The paper suggests an algorithm for finding Residue Number Systems (RNS) with six modules (6-tuples) with the Sum of Quotients SQ=2k for some positive integer k. It is shown that there are exactly thirteen such 6-tuples (m1,…,m6) with m1+m2≤10000 and m3+m4≤m5+m6≤10000 and investigated the three smallest among them, namely (5,2399,7,11,23,1691), (47,293,25,193,41,257), and (23,1433,13,29,681,821), having k=34, 36, and 40, respectively. The hypothesis is that such RNS allow efficient hardware implementations of non-modular operations — division, sign detection, comparison of numbers, and reverse conversion from the point of hardware resource usage and balancedness. The special case SQ=2k allows a significant simplification of these operations and increased efficiency of hardware implementations. Hardware modeling of circuits based on the above 6-tuples that implement magnitude comparison and reverse RNS to binary conversion (reverse conversion) is presented. The suggested magnitude comparison and reverse conversion devices, which operate with the six modules, are built using the methodology and values of the diagonal function, carry-save, and Kogge-Stone adders.
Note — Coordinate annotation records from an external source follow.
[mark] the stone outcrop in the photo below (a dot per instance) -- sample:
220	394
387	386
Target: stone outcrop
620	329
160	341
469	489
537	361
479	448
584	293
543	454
The results of FPGA-based hardware modeling and the theoretical parameters of devices calculated using the unit-gate model are compared with state-of-the-art approaches. The unit-gate model showed that the use of the proposed circuits allows us to reduce the area by 17.82%–50.81% and the delay by 1.56%–97.76% for the implementation of the magnitude comparison, and to reduce the delay by 2.80%–95.03% for the implementation of reverse conversion. The FPGA synthesis also showed that the new design has reduced the area and delay by 46.96%–86.80% and 7.15%–47.65%, respectively, for the implementation of magnitude comparison and reduced the delay by 13.63%–81.53% for the implementation of reverse conversion. It is shown that a proposed technique to measure the RNS balance can adequately reflect differences in the RNS performance.